The issue is that reliability is of enormous concern to automakers. The vast majority of chip-dependent systems in cars are crucial for safety. Those chips are required to perform at peak efficiency without regard to conditions such as temperature, humidity, dirt and vibration.
In the best of cases, delivering a new vehicle to the market is not a short-term proposition. Connecting vehicle development to IC development can be a costly proposition. I know this from experience.
An automotive OEM was developing a new component for its range of vehicles. Development of the component was concurrent with development of the IC by the supplier. We produced several prototypes of the component, tested and explored to mature our design. Just as our design was becoming mature enough for production, the IC manufacturer ended the project to produce the chip.
Suddenly, the OEM had to rework the design, change components, and go through another round of prototypes and testing. The design change affected more than just the hardware; it affected the software, as well. The software was for a specific hardware and IC platform. The first chip we chose had more on-board memory, both volatile and nonvolatile. Without that chip, our design would need to have external memory, addressing schemes, and software for accessing the memory. We didn’t have to entirely rewrite the code, but we did have to do another round of comprehensive software testing as well as electromagnetic compatibility checks.

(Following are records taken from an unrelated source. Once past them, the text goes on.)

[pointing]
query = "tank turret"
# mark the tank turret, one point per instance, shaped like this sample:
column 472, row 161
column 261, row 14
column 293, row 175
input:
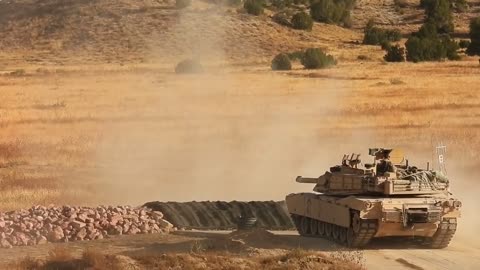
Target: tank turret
column 388, row 174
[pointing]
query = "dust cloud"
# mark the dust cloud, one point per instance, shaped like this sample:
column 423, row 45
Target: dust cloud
column 221, row 135
column 218, row 137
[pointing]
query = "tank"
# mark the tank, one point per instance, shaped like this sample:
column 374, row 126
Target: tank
column 354, row 203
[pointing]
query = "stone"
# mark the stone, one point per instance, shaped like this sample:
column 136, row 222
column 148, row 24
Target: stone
column 157, row 215
column 77, row 225
column 41, row 240
column 81, row 234
column 56, row 234
column 164, row 224
column 4, row 243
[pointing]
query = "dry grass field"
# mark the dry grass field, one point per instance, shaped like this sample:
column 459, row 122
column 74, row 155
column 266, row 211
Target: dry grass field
column 133, row 133
column 91, row 112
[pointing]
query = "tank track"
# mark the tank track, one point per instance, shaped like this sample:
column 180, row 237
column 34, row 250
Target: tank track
column 443, row 235
column 358, row 235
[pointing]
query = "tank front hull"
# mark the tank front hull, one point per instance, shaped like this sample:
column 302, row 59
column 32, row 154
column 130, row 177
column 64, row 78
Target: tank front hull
column 370, row 217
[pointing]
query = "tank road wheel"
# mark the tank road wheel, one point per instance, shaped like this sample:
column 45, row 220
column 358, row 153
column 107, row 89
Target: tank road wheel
column 296, row 220
column 443, row 235
column 304, row 226
column 356, row 222
column 321, row 228
column 361, row 231
column 335, row 232
column 342, row 236
column 313, row 227
column 328, row 230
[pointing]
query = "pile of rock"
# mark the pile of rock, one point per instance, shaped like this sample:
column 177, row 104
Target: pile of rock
column 40, row 224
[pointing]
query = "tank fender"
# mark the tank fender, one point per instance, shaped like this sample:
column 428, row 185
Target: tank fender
column 354, row 203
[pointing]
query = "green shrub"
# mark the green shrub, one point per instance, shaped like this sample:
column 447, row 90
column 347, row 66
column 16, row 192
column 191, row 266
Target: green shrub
column 315, row 58
column 233, row 3
column 363, row 57
column 400, row 3
column 464, row 43
column 332, row 11
column 281, row 62
column 180, row 4
column 395, row 54
column 254, row 7
column 280, row 4
column 301, row 2
column 474, row 47
column 188, row 66
column 430, row 49
column 459, row 5
column 377, row 36
column 296, row 56
column 438, row 12
column 282, row 19
column 302, row 21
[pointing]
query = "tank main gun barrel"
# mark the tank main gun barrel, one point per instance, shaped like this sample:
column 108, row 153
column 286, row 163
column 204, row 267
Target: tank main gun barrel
column 308, row 180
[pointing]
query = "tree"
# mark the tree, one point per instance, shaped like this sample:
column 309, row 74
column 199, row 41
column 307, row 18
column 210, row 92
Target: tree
column 281, row 62
column 377, row 36
column 254, row 7
column 438, row 12
column 302, row 21
column 180, row 4
column 332, row 11
column 315, row 58
column 395, row 54
column 474, row 47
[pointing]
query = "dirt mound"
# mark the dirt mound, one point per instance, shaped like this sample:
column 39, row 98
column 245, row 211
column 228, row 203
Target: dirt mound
column 221, row 215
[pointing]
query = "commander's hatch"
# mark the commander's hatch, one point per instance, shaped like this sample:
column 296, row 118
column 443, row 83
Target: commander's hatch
column 397, row 156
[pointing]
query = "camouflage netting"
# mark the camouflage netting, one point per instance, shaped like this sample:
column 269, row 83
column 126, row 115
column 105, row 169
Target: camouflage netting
column 220, row 215
column 426, row 179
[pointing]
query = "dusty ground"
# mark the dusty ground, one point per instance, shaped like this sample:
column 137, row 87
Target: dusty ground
column 381, row 254
column 91, row 112
column 133, row 134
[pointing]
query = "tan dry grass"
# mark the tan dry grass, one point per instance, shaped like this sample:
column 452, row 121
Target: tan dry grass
column 60, row 258
column 54, row 155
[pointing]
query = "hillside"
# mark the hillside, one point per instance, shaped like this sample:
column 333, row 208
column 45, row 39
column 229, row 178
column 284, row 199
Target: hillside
column 79, row 31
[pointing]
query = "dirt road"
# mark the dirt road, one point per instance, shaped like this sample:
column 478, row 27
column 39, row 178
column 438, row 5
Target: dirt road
column 387, row 255
column 379, row 255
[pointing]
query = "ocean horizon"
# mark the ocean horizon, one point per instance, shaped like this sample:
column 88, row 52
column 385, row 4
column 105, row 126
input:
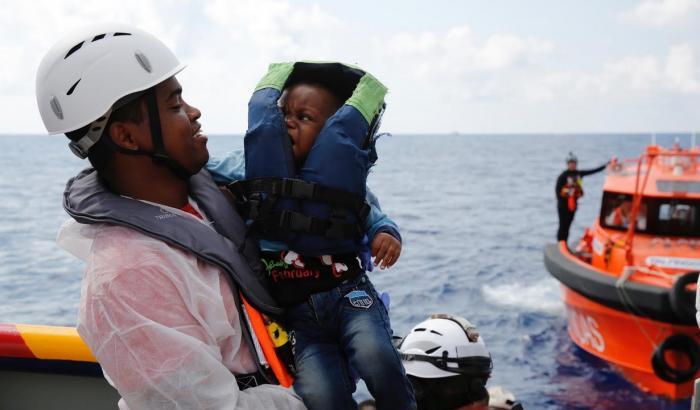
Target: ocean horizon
column 475, row 214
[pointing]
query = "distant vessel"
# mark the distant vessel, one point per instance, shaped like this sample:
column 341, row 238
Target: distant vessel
column 629, row 286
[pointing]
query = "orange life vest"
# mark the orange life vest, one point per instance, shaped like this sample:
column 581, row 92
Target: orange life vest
column 573, row 190
column 274, row 343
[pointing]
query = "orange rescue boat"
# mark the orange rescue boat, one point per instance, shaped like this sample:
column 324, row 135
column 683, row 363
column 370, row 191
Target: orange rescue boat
column 630, row 284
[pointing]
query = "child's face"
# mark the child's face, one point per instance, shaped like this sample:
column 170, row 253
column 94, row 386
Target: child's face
column 306, row 110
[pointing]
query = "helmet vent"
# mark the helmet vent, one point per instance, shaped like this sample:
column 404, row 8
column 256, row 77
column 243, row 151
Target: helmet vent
column 74, row 49
column 143, row 61
column 70, row 90
column 56, row 107
column 429, row 351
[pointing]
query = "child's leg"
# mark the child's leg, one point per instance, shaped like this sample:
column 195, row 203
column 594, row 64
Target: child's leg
column 365, row 335
column 322, row 378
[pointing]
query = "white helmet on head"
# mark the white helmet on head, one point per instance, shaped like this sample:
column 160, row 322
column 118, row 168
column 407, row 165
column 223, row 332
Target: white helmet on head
column 445, row 346
column 85, row 73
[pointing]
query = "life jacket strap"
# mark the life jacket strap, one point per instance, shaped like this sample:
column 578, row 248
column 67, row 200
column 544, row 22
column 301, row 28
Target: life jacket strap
column 293, row 188
column 256, row 199
column 289, row 221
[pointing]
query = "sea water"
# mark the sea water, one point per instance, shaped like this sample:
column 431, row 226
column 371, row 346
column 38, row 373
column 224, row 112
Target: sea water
column 475, row 212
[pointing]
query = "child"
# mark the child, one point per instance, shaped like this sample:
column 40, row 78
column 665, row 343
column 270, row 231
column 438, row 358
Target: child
column 334, row 312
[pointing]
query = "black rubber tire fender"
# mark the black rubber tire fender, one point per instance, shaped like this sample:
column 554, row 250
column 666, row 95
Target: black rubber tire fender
column 682, row 301
column 678, row 343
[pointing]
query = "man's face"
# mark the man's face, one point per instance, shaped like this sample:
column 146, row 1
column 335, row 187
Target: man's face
column 305, row 112
column 182, row 135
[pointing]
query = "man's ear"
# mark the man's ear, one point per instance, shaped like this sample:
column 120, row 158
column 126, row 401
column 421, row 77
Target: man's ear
column 124, row 135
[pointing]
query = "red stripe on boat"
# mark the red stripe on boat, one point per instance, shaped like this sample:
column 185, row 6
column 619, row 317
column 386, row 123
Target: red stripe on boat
column 11, row 342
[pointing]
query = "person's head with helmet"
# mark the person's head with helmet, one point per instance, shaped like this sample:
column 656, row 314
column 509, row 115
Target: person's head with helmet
column 571, row 161
column 111, row 89
column 448, row 364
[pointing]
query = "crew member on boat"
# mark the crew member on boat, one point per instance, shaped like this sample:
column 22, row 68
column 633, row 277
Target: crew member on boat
column 569, row 189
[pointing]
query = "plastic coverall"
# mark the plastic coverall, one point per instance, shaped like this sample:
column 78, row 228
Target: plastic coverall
column 163, row 324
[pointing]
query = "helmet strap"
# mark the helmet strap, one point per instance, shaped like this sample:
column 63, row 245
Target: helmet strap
column 159, row 155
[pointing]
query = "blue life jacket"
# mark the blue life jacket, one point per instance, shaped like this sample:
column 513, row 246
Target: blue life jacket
column 318, row 209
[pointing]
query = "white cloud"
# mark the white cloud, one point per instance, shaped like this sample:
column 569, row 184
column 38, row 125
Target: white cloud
column 662, row 12
column 680, row 72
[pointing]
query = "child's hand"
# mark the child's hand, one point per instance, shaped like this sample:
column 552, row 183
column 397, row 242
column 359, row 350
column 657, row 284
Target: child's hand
column 386, row 250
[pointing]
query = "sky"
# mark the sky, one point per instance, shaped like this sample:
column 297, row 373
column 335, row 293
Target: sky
column 471, row 66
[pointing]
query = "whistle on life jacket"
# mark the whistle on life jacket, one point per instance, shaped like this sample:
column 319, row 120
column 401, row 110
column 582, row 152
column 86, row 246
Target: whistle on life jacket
column 274, row 343
column 572, row 191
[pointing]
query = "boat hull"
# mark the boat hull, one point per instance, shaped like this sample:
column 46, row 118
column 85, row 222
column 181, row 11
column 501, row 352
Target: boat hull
column 600, row 322
column 27, row 390
column 628, row 342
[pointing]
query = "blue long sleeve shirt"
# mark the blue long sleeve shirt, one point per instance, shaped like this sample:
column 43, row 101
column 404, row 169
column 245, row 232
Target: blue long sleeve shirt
column 231, row 168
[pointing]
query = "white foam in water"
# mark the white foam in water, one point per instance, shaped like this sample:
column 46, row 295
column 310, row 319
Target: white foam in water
column 543, row 296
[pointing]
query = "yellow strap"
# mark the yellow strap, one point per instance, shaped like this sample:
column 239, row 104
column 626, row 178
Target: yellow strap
column 55, row 343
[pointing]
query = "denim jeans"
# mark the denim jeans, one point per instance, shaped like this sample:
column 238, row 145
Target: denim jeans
column 346, row 325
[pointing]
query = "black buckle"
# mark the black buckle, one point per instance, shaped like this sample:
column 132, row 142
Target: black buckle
column 237, row 189
column 363, row 212
column 246, row 381
column 297, row 188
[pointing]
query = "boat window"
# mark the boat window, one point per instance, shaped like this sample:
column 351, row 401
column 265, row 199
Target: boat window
column 657, row 216
column 678, row 186
column 678, row 217
column 617, row 212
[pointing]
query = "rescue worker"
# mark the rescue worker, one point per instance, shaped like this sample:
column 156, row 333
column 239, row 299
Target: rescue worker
column 568, row 190
column 166, row 255
column 448, row 364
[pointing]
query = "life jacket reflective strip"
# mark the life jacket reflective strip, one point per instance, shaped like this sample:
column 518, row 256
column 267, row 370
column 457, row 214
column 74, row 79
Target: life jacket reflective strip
column 226, row 246
column 269, row 345
column 572, row 191
column 340, row 157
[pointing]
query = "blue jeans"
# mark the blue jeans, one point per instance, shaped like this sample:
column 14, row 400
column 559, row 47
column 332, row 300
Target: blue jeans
column 346, row 325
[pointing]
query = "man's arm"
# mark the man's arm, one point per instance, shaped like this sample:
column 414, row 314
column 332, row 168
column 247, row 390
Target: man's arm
column 584, row 172
column 228, row 169
column 155, row 332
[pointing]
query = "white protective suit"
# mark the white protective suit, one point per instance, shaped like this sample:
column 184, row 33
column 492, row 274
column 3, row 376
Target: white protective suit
column 163, row 324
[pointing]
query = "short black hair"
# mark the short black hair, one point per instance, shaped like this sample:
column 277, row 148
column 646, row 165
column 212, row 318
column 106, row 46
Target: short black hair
column 101, row 155
column 447, row 393
column 340, row 98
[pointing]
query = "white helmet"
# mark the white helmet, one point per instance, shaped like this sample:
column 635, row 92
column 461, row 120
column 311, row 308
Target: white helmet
column 445, row 346
column 85, row 73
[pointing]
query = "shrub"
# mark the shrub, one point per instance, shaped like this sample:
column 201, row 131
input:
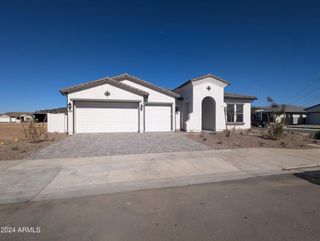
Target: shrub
column 275, row 131
column 31, row 132
column 15, row 148
column 283, row 144
column 317, row 135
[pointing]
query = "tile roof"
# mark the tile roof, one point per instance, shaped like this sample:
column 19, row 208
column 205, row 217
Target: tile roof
column 105, row 80
column 238, row 96
column 145, row 83
column 203, row 77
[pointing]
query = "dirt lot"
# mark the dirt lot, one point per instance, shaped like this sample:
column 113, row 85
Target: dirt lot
column 254, row 138
column 14, row 146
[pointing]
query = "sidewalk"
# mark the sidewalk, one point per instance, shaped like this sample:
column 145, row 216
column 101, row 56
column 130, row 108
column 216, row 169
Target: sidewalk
column 34, row 180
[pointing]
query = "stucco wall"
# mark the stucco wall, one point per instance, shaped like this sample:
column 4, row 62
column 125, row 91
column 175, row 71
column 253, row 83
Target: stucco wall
column 246, row 113
column 155, row 96
column 98, row 93
column 194, row 93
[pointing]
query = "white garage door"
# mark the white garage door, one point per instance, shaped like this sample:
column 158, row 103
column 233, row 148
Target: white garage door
column 158, row 118
column 97, row 117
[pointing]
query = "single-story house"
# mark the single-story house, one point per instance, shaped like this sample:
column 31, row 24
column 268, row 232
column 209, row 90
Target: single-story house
column 125, row 103
column 290, row 114
column 41, row 115
column 313, row 116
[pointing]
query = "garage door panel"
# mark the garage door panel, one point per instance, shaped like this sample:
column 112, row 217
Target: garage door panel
column 98, row 117
column 314, row 118
column 158, row 118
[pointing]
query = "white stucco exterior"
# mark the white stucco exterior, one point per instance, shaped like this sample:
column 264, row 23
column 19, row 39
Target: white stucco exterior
column 201, row 105
column 193, row 94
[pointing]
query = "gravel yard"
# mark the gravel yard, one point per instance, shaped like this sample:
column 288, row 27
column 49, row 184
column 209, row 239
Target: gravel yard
column 253, row 138
column 85, row 145
column 14, row 146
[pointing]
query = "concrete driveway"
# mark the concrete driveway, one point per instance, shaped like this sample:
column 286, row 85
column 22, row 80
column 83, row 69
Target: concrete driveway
column 88, row 145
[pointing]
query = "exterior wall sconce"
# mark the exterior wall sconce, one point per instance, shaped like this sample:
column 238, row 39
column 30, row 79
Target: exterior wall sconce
column 107, row 93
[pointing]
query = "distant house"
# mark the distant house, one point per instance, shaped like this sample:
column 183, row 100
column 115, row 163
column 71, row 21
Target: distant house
column 5, row 119
column 41, row 115
column 313, row 115
column 291, row 115
column 17, row 117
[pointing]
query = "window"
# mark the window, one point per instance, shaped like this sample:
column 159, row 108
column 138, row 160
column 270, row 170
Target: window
column 230, row 113
column 239, row 109
column 234, row 113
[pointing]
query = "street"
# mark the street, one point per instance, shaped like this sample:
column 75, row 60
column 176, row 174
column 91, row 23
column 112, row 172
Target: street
column 280, row 207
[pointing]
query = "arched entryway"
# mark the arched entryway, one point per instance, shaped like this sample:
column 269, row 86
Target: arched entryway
column 208, row 117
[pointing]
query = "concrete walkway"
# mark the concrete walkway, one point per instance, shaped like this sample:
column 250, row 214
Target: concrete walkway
column 33, row 180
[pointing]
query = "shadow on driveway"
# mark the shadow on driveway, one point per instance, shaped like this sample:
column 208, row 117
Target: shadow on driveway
column 310, row 176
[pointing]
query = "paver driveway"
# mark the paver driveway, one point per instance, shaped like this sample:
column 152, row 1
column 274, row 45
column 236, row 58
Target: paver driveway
column 86, row 145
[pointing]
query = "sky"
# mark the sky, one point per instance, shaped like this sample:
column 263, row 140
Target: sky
column 264, row 48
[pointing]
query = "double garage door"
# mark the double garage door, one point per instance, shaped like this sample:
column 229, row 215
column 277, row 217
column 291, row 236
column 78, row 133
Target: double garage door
column 102, row 117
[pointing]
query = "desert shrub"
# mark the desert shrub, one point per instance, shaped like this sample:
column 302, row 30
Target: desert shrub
column 317, row 135
column 283, row 144
column 274, row 131
column 15, row 148
column 31, row 132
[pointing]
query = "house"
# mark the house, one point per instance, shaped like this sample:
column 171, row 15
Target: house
column 313, row 114
column 125, row 103
column 17, row 117
column 289, row 114
column 41, row 115
column 5, row 119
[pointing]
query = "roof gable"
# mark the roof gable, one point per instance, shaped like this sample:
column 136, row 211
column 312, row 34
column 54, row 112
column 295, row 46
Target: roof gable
column 201, row 78
column 238, row 96
column 315, row 108
column 102, row 81
column 136, row 80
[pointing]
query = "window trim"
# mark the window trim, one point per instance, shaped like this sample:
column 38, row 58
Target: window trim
column 235, row 113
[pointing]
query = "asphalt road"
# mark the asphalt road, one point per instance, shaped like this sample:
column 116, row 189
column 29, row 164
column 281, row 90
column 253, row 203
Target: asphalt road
column 303, row 130
column 284, row 207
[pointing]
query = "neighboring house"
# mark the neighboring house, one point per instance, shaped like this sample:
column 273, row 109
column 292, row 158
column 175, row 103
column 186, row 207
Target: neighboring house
column 19, row 116
column 313, row 115
column 125, row 103
column 41, row 115
column 5, row 119
column 290, row 115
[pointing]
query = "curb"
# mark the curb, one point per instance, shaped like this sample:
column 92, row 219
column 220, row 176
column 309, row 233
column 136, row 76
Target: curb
column 301, row 167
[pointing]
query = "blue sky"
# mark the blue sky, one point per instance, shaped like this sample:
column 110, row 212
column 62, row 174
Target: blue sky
column 264, row 48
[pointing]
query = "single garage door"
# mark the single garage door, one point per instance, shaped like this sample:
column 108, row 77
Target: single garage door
column 158, row 118
column 98, row 117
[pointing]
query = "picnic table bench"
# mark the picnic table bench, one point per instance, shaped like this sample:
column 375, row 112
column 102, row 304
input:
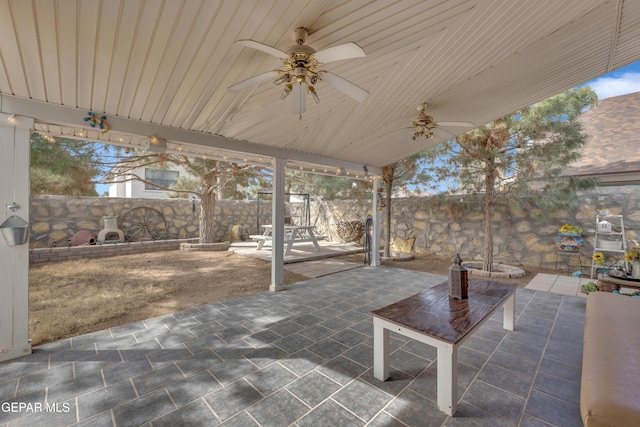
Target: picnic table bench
column 293, row 234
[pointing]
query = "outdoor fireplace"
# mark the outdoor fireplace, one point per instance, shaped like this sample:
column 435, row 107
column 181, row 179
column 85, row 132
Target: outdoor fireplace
column 110, row 233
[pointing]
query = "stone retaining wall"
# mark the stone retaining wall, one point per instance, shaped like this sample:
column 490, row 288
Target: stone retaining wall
column 41, row 255
column 520, row 237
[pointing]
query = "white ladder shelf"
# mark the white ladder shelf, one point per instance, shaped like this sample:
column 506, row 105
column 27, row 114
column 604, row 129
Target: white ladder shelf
column 614, row 241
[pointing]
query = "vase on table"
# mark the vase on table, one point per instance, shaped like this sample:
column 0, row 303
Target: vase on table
column 635, row 269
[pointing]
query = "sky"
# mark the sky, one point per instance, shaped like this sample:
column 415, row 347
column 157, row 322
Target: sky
column 620, row 82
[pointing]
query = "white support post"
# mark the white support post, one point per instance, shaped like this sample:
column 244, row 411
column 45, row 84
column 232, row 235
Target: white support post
column 375, row 233
column 277, row 218
column 509, row 316
column 381, row 340
column 15, row 136
column 447, row 378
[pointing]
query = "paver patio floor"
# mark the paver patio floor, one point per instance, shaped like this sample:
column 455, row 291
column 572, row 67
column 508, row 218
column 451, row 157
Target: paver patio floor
column 303, row 357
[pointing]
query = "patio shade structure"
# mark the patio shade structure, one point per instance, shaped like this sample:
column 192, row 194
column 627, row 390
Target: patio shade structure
column 162, row 68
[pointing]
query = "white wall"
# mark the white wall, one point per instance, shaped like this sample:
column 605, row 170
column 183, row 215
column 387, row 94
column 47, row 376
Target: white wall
column 136, row 189
column 14, row 259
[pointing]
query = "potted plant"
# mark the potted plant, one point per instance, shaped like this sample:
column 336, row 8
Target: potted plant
column 633, row 256
column 568, row 239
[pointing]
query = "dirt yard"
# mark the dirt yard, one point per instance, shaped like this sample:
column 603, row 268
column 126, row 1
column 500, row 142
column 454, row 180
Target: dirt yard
column 76, row 297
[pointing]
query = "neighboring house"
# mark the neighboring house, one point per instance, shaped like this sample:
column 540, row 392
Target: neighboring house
column 137, row 189
column 611, row 153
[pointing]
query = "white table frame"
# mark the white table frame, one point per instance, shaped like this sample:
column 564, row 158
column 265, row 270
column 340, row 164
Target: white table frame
column 293, row 234
column 447, row 353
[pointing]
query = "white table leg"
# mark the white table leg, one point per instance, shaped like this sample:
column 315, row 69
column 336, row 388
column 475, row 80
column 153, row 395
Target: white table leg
column 313, row 240
column 448, row 378
column 509, row 319
column 290, row 240
column 380, row 351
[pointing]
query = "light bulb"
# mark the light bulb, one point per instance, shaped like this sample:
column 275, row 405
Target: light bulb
column 287, row 90
column 313, row 94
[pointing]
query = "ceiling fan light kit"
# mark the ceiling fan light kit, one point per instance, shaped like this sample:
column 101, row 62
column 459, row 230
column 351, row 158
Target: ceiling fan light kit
column 423, row 125
column 300, row 67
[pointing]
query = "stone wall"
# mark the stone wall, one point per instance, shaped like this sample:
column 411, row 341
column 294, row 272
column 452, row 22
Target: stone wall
column 55, row 219
column 520, row 237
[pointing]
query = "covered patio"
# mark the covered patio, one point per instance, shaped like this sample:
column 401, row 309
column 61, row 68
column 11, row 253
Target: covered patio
column 160, row 71
column 304, row 357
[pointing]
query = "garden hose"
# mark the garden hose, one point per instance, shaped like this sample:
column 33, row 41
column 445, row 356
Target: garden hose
column 367, row 239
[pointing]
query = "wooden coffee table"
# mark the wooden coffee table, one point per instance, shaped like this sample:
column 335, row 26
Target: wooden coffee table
column 435, row 319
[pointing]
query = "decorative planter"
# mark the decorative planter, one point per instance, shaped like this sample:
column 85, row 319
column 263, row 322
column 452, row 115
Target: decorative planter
column 568, row 242
column 15, row 231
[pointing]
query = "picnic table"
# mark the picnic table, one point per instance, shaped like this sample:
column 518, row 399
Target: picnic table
column 293, row 234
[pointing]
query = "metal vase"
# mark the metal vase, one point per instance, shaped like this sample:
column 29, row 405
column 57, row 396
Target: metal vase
column 15, row 231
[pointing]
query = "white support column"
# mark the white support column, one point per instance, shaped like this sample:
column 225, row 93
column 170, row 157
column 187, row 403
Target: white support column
column 375, row 233
column 15, row 135
column 277, row 218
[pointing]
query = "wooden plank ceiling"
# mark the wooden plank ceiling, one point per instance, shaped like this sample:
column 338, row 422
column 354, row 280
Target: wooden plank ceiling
column 169, row 63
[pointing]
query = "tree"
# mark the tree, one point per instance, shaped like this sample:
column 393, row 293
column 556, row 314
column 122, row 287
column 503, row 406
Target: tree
column 211, row 178
column 520, row 157
column 63, row 166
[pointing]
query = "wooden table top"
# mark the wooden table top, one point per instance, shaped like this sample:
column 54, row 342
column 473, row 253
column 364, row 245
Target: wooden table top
column 433, row 313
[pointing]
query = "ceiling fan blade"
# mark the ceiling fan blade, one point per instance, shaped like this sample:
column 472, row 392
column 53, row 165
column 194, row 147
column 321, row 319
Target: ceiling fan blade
column 263, row 47
column 253, row 81
column 345, row 86
column 336, row 53
column 442, row 134
column 459, row 124
column 299, row 99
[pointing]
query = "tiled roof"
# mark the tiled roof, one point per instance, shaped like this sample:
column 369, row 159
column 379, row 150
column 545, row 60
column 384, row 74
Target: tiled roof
column 613, row 143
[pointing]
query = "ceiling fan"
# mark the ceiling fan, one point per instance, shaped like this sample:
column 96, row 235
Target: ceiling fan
column 300, row 71
column 424, row 125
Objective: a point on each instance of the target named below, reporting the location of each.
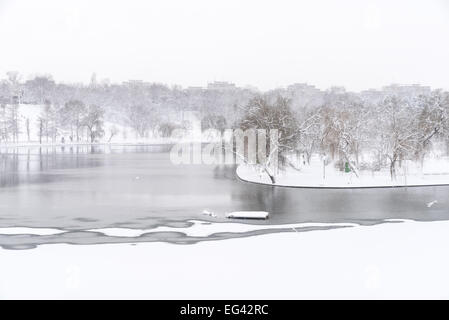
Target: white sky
(357, 44)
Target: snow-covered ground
(395, 260)
(123, 134)
(434, 172)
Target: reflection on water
(81, 187)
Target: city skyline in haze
(266, 44)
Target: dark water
(78, 188)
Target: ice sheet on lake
(205, 229)
(33, 231)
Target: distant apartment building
(406, 90)
(221, 85)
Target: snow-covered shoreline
(314, 179)
(397, 260)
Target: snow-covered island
(320, 175)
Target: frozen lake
(90, 187)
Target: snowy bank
(397, 260)
(434, 173)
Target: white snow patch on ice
(386, 261)
(199, 229)
(248, 215)
(33, 231)
(430, 204)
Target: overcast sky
(353, 43)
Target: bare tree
(72, 115)
(93, 121)
(261, 114)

Vehicles are expensive to develop and manufacture. The cost of failure in the field can be high. At best, recalls and rework can be costly. At worst, field failures can be deadly. Given product complexity and manufacturing capability, it is clearly prudent to spend considerable time and effort on design verification testing and process verification testing.
In short, a prudent product design can help mitigate the risk of supply chain disruptions, and a well-managed supply chain can help mitigate the risk of delays in new product introduction. Each influences the other.